Coming up with that value can be difficult.
“We have the information, but how do we centralize it quickly? We might get this information when a new part comes to us, and then we’ve never needed it before, so we’d forget about it,” the supplier executive said. “But then all of a sudden, we need to connect data that’s 5 years old to current Customs paperwork. There’s no data connection that exists today between those systems.”
Automakers are experiencing something similar with the auto tariff.
Canadian and Mexican vehicles that comply with the United States-Mexico-Canada Agreement are only tariffed on the value of their non-U.S. content.
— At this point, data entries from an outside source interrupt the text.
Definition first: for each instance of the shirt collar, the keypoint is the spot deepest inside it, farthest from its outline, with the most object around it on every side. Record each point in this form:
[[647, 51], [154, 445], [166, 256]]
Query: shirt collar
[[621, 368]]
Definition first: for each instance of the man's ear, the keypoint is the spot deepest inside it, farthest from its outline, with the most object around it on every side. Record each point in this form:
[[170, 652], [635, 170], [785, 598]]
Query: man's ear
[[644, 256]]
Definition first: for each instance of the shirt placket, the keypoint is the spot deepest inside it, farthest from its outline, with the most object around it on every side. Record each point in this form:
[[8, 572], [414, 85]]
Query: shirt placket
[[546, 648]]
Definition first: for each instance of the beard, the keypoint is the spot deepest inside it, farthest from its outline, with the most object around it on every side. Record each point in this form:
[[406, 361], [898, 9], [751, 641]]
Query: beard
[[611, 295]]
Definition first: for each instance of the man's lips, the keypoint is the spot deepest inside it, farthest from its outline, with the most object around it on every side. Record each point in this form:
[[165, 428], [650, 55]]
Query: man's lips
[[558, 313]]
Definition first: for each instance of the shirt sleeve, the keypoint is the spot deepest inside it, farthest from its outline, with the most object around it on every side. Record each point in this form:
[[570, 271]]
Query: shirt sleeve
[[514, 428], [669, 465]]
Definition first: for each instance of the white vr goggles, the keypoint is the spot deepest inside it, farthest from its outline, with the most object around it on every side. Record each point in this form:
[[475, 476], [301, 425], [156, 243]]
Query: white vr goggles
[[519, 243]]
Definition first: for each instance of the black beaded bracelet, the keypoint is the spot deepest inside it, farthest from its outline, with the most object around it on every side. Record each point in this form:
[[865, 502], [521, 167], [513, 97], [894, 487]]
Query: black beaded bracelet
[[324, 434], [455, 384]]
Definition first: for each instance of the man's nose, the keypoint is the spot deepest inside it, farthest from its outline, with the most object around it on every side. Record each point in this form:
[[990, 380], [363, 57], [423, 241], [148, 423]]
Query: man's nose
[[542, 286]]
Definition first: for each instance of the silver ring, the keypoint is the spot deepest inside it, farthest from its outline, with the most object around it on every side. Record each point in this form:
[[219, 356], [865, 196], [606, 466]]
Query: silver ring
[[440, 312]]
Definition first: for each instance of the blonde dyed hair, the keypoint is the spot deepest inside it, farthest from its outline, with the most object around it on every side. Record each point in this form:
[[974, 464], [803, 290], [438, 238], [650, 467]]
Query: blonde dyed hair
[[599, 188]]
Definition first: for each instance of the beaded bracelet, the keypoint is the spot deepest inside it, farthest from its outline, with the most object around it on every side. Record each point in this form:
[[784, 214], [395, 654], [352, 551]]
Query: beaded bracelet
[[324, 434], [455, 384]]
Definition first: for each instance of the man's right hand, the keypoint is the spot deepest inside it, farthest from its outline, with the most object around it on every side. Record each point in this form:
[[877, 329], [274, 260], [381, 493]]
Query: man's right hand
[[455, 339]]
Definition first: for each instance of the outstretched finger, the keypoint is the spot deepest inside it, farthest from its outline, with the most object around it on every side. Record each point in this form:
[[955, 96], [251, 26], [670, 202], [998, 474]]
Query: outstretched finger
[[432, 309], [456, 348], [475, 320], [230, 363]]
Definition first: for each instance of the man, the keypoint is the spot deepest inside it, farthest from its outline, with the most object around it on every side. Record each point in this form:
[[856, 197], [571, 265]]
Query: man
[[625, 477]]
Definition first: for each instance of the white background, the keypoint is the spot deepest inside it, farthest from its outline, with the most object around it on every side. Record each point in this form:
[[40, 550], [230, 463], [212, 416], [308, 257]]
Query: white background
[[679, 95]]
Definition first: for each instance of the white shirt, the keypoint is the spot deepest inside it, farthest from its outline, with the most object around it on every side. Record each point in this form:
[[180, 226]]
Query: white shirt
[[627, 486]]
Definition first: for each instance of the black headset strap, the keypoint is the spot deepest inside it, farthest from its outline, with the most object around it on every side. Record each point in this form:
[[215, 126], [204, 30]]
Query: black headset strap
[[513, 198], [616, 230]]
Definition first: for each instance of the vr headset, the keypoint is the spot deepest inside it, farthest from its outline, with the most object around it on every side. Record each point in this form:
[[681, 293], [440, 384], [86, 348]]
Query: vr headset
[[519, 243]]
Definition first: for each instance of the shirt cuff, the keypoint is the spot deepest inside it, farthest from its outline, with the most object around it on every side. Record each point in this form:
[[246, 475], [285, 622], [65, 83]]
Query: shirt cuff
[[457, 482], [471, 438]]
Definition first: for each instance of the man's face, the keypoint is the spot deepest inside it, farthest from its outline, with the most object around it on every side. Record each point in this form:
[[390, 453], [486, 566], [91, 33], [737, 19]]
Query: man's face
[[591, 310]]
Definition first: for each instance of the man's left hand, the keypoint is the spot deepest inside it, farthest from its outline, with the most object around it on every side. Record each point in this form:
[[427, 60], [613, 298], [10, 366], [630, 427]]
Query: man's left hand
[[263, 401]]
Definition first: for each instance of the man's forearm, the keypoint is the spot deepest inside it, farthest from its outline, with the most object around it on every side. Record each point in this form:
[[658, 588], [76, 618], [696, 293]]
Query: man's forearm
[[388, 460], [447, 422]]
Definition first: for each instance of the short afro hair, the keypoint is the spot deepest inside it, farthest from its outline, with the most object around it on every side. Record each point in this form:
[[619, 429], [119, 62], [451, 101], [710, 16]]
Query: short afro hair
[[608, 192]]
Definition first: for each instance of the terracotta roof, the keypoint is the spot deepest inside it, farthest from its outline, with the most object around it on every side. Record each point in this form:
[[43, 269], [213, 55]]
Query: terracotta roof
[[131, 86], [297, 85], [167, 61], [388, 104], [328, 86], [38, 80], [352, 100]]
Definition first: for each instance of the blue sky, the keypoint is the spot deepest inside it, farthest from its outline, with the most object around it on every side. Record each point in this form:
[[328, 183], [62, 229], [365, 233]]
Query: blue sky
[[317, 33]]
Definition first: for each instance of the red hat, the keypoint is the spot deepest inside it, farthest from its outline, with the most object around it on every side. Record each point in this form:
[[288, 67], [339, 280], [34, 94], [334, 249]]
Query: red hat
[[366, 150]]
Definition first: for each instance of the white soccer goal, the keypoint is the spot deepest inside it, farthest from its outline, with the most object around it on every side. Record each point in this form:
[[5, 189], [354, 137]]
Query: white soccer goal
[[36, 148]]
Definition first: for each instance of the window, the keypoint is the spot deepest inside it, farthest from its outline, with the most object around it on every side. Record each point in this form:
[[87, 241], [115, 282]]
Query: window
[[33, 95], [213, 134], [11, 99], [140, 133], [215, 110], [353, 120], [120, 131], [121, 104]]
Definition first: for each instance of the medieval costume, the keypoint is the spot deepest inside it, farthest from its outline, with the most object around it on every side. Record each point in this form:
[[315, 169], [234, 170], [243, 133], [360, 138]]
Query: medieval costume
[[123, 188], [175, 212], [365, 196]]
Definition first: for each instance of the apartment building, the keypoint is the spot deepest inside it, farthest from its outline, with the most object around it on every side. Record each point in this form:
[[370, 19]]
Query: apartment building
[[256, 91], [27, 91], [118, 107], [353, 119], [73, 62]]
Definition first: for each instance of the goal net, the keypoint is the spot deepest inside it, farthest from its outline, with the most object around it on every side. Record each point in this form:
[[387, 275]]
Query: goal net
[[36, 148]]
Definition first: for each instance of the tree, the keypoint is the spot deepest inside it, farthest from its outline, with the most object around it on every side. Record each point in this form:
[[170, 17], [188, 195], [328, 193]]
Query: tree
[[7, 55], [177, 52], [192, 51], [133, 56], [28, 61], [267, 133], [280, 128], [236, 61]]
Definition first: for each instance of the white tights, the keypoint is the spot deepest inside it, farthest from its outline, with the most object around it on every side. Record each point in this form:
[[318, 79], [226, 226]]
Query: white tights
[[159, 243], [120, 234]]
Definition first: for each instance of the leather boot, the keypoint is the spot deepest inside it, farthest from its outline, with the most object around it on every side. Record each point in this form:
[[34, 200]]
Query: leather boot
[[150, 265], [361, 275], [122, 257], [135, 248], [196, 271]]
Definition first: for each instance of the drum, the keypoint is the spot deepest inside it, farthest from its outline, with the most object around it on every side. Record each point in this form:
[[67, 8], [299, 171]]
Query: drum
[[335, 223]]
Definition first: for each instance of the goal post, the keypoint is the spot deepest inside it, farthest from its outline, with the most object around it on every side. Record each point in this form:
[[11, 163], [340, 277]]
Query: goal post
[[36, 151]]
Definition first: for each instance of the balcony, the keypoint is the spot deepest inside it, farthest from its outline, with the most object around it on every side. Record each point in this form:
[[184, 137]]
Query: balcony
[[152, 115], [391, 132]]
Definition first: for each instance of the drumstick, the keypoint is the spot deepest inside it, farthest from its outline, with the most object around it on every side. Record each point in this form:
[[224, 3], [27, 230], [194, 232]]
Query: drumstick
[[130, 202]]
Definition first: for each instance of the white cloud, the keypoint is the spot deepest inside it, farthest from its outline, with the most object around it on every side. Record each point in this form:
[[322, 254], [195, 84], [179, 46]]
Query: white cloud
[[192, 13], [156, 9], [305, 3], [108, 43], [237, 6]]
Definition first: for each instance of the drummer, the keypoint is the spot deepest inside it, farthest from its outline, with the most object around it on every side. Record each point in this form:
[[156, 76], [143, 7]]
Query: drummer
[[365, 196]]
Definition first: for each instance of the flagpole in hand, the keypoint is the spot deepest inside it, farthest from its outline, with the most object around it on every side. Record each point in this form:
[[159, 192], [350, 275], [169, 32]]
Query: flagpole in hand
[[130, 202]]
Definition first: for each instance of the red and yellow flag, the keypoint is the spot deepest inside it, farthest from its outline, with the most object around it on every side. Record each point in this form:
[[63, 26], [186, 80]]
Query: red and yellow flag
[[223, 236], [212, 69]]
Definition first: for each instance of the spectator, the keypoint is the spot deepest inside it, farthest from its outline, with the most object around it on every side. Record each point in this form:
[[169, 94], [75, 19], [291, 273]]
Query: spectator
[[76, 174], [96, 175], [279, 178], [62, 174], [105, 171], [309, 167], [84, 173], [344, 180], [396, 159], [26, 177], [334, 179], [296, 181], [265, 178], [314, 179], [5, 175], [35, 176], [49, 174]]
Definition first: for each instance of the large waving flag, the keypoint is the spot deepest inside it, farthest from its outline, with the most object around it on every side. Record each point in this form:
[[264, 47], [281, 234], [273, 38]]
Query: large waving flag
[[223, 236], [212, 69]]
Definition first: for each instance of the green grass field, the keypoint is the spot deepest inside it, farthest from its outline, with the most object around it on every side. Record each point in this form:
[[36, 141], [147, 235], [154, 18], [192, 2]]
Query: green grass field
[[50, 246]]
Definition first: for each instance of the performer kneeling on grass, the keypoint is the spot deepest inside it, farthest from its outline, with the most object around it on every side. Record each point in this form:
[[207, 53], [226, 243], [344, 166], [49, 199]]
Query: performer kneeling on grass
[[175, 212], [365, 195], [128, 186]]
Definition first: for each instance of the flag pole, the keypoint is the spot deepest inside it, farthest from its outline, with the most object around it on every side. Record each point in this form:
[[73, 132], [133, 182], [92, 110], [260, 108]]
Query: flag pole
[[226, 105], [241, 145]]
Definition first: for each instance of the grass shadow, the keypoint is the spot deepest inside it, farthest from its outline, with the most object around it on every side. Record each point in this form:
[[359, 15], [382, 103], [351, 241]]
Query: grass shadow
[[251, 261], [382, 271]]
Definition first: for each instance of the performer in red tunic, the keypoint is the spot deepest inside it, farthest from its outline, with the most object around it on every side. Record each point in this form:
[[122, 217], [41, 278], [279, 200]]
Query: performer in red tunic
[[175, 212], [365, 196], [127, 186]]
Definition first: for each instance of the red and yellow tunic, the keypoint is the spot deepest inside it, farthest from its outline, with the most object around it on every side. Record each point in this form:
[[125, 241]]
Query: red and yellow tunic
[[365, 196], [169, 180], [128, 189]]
But sorting through the thousands of parts that make up a vehicle and determining where each originated and what it’s worth can be a daunting, time-consuming task.
“Ensuring this is all done properly is a big challenge in and of itself,” said Abhijit Boora, a director in the automotive and industrial practice at AlixPartners.
Border bottlenecks a concern as tariffs pile up
Some companies have also raised concerns about whether the complex nature of these tariffs could cause bottlenecks or slowdowns at the border, especially as more levies go into effect.
“Customs is going to have to give a lot more rulings now and give a lot more USMCA compliance reviews,” said Les Glick, the chair of law firm Butzel’s international trade and customs specialty team.
Customs and Border Protection has long said it’s understaffed and underfunded, Glick said.
“They might get more staff and more money,” he said. “They’re going to need it or else risk slowing things down at the border.”
Suppliers seek relief from automakers
Suppliers say the logistical hurdles and costs are major concerns.
Some automakers are opting to help suppliers address their worries, including Stellantis North America, which said it will cover tariff costs so long as suppliers take measures to mitigate exposure.
The company is considering cost relief on a case-by-case, monthly basis, Automotive News affiliate Crain’s Detroit Business reported.
Tariffs are rolling out so quickly that parts makers must think about the costs in terms of days and might not be able to wait months for relief, the supplier executive said.
“When you’re assessed a tariff on bringing a good in, it’s zero to five to seven days to pay the government for the tariff,” said Stephanie Brinley, the associate director of AutoIntelligence at S&P Global Mobility. “But of course, as a supplier, you’re not getting paid for that good for 60 to 90 days.”
That dynamic, combined with the compounding nature of the tariffs and quickly changing trade landscape, has many automakers and suppliers on edge about the financial health of small parts makers deep in the supply chain.
Executives from Ford Motor Co., General Motors and Stellantis have lobbied the administration to exclude certain low-cost auto parts from the tariffs, according to Bloomberg.
“If we’re a big company that’s struggling, I can only imagine how difficult this is for smaller suppliers,” the supplier executive said.